For an established site, Beehaw, with over a year's worth of cultivated content and experience with Lemmy, this was a shock. And the server crashes and overloads by just the site_aggregates UPDATE bug because of new instance rows exploding in the database table - was worsening day by day. That particular bug didn't hit on the new instance servers very hard, they had very few members and were not creating posts and content, but the active server Beehaw with active local users - was carrying all the load of that bug plus having overloads trying to send out federated copies of new content to hundreds of once-eager servers that might be shut down and not even bother to read the content.

Beehaw wasn't the only server active with local users before the mass swarm of over a thousand new instance servers went online...

[–] [email protected] 0 points 1 year ago (1 children)

Lemmy instance Beehaw staff on Monday, August 21 2023....
https://beehaw.org/comment/1018508

"From where I’m standing, I can’t really much has changed unfortunately… which really sucks…

Lemmy.world has grown substantially meanwhile the moderation tools have not improved at all. All I can say about the moderation tools is that we now know that the tools suck more than they used to.

Here’s a list of moderation problems that we have discovered since then:

If a Berson is reported on another instance, we never get the report.
If a mod is banned from the community they mod, they can still take mod actions
If you get site-banned from Beehaw while you are from another instance, you can still post on the community and people from that instance and kbin can see your posts
People from other instances can’t know who if someone is an admin on the instance they’re interacting with
People from other instances can’t see when we use the shield function to signal we’re talking “officially / as a mod”
The modlog is not chronological
The modlog breaks if you ban someone for more than 4 digit days.

A banned user’s description is still visible so if they link to a scat image in their description, it is still visible to moderators. Despite these newly known problems, there have been exactly no improvement whatsoever to the moderation tools. It is honestly unsettling and terrifying."

[–] [email protected] 1 points 1 year ago* (last edited 1 year ago)

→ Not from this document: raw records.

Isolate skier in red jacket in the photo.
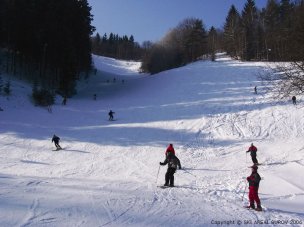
[246,143,259,165]
[165,143,175,157]
[246,165,262,211]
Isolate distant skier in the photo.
[246,143,259,165]
[109,110,115,121]
[62,96,67,106]
[291,96,297,105]
[52,134,62,150]
[165,143,175,157]
[246,165,262,211]
[159,152,182,187]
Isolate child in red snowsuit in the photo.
[247,165,262,211]
[165,143,175,157]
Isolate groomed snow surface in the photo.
[0,56,304,227]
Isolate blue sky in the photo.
[88,0,267,43]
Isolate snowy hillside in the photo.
[0,56,304,227]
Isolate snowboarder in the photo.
[109,110,115,121]
[246,165,262,211]
[52,134,62,150]
[291,96,297,105]
[246,143,259,165]
[159,152,182,187]
[165,143,175,157]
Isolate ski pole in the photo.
[155,165,160,184]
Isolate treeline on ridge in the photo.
[92,33,142,60]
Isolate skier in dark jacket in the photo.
[165,143,175,157]
[52,134,62,150]
[246,143,259,165]
[247,165,262,211]
[109,110,115,121]
[159,152,182,187]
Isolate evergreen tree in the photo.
[242,0,258,61]
[223,5,241,58]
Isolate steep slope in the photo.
[0,57,304,226]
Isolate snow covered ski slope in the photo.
[0,56,304,227]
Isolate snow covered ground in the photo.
[0,56,304,227]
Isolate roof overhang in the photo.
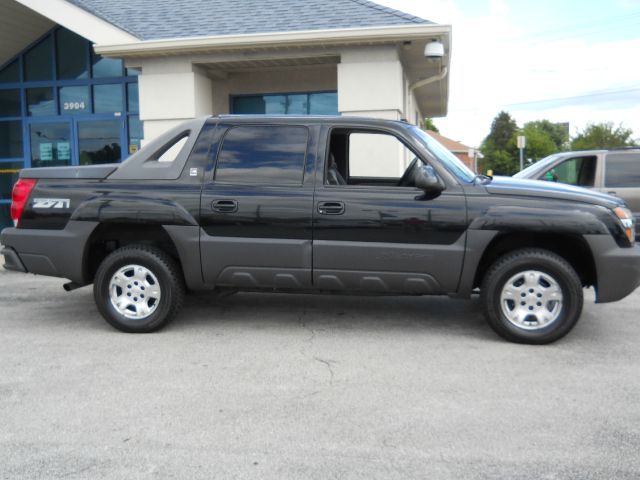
[95,24,451,116]
[13,0,138,43]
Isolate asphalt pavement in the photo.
[0,270,640,480]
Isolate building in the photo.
[427,130,482,172]
[0,0,451,230]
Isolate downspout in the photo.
[409,67,449,94]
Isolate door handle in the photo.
[318,202,344,215]
[211,200,238,213]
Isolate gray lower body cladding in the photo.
[584,235,640,303]
[0,222,98,284]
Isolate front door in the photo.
[200,124,318,289]
[313,125,466,294]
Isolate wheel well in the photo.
[84,223,180,283]
[473,233,597,288]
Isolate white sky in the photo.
[376,0,640,146]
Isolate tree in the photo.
[424,118,440,133]
[480,111,518,175]
[571,122,637,150]
[524,120,569,150]
[521,120,562,161]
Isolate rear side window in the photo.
[604,153,640,188]
[215,125,309,185]
[540,157,597,187]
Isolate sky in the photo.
[375,0,640,147]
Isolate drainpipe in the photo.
[409,67,449,94]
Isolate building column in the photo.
[338,46,406,120]
[138,58,213,142]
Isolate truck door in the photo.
[602,151,640,232]
[200,123,318,289]
[313,128,466,294]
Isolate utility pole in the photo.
[518,135,527,171]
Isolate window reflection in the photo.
[27,88,56,117]
[29,122,71,167]
[93,84,123,113]
[78,120,121,165]
[215,126,308,185]
[605,153,640,188]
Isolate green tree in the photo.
[480,111,519,175]
[524,120,569,151]
[518,120,562,162]
[571,122,637,150]
[424,118,440,133]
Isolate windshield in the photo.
[409,126,476,183]
[513,153,561,178]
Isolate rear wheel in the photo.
[93,245,185,333]
[481,249,583,344]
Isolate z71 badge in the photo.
[33,198,71,208]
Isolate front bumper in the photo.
[0,222,97,284]
[585,235,640,303]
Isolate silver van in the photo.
[514,148,640,231]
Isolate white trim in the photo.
[96,23,451,57]
[16,0,139,43]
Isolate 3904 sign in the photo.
[62,102,86,110]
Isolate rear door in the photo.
[200,124,318,289]
[602,151,640,230]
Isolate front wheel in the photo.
[93,245,185,333]
[481,249,583,345]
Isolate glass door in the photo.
[29,120,73,167]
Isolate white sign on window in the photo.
[40,143,53,162]
[57,142,71,160]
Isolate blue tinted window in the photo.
[309,93,338,115]
[56,28,89,80]
[27,87,56,117]
[127,83,140,113]
[93,84,122,113]
[0,89,20,117]
[24,37,53,82]
[232,92,338,115]
[93,54,124,78]
[0,120,22,158]
[58,87,91,115]
[0,60,20,83]
[604,153,640,188]
[287,95,309,115]
[0,162,24,200]
[215,126,308,185]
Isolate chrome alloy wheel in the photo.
[109,265,162,320]
[500,270,563,330]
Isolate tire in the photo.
[93,245,185,333]
[480,249,584,345]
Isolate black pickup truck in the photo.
[1,116,640,344]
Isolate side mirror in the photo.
[415,165,444,198]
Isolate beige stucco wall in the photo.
[211,65,338,114]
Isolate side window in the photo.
[215,125,309,185]
[325,129,417,186]
[540,156,597,187]
[604,153,640,188]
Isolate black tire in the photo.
[481,248,584,345]
[93,245,185,333]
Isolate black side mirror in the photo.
[415,165,444,198]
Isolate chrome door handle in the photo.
[318,202,345,215]
[211,200,238,213]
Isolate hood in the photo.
[485,177,624,208]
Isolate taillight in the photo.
[11,178,37,227]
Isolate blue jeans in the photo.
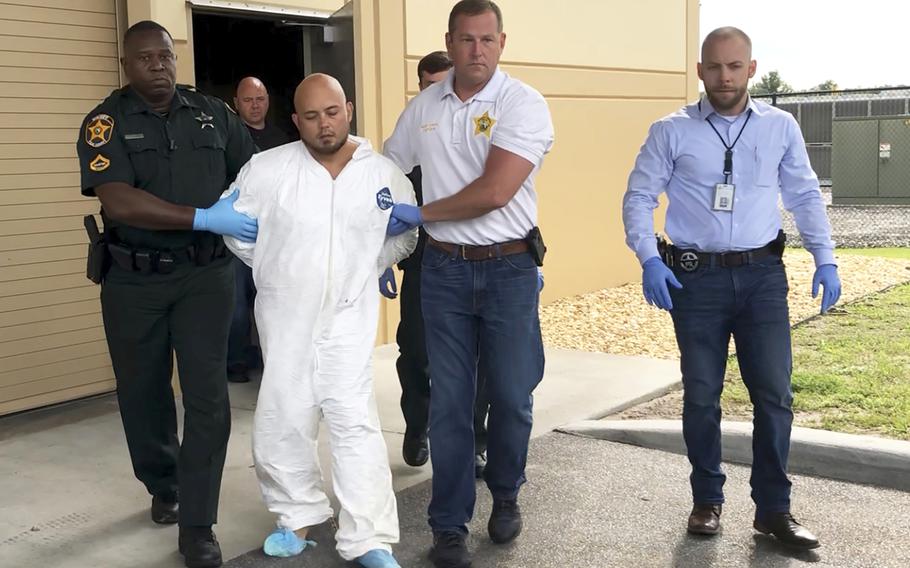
[421,246,544,533]
[228,258,261,371]
[670,256,793,517]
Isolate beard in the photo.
[301,132,350,156]
[705,87,748,112]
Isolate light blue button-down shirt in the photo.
[622,98,834,266]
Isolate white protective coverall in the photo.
[225,136,417,560]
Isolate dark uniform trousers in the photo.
[670,256,793,517]
[395,257,490,454]
[395,166,490,454]
[101,257,234,526]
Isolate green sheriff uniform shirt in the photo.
[76,85,255,249]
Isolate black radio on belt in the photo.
[83,215,111,284]
[657,231,787,272]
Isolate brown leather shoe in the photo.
[752,513,821,550]
[686,503,723,535]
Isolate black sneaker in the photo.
[487,499,521,544]
[177,527,222,568]
[152,493,180,525]
[430,531,471,568]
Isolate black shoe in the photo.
[401,432,430,467]
[752,513,821,550]
[430,531,471,568]
[177,527,221,568]
[487,499,521,544]
[228,365,250,383]
[474,452,487,479]
[152,493,180,525]
[686,503,723,536]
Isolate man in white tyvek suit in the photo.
[226,74,417,568]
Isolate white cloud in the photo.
[700,0,910,90]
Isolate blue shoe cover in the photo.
[262,528,316,558]
[357,548,401,568]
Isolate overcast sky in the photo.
[700,0,910,90]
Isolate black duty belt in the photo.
[661,232,786,272]
[107,241,227,274]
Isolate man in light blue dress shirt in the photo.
[623,27,840,548]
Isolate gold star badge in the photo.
[88,154,111,172]
[474,111,496,138]
[85,114,114,148]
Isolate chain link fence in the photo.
[754,87,910,248]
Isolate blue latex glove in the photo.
[385,203,423,237]
[193,189,259,243]
[379,266,398,300]
[812,264,840,313]
[385,217,411,237]
[641,256,682,311]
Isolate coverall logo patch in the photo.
[85,114,114,148]
[376,187,395,211]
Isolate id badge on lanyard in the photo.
[714,183,736,212]
[705,109,752,213]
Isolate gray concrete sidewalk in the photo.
[560,420,910,490]
[0,345,679,568]
[226,433,910,568]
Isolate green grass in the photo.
[723,284,910,440]
[834,248,910,259]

I'll point this out: the people who develop Lemmy, the two programmers for 4 years, do not in 2023 seem active on Lemmy to discuss moderation problems or PosgreSQL problems or anything about how to run a Lemmy server or the errors and problems the site is reporting.. I begged them to use [email protected] right on their own server in early June 2023. I created [email protected] community right on the developer home server - and I created this post on June 7, 2023 in particular to raise alarms about the countdown to June 30 Redit API change and how badly Lemmy code was performing and the data loss from crashes: https://lemmy.ml/post/1166882

I don't think they even bother to create a login on any other Lemmy server and see if the code works in production. I shared issues of missing data form federation not properly sending to remote servers - and they got annoyed. I see no evidence they actually care about data integrity and database crashes in production causing real comments, posts to get lost. The 4 year old code doesn't have admin screens to show errors in saving posts to the database, errors with federation delivery failure, etc. For a 4 year old ode, they just let errors happen and sites like Beehaw find out things aren't working "the hard way". There was no tool to know if federation was working or failing, the queue was backing up like an overflowing toilet, or even a warning about queue lost data if you stopped a server (even for an upgrade).

Data and databases - and using Lemmy itself to test and discuss Lemmy data issues - seems to be avoided and annoying to them.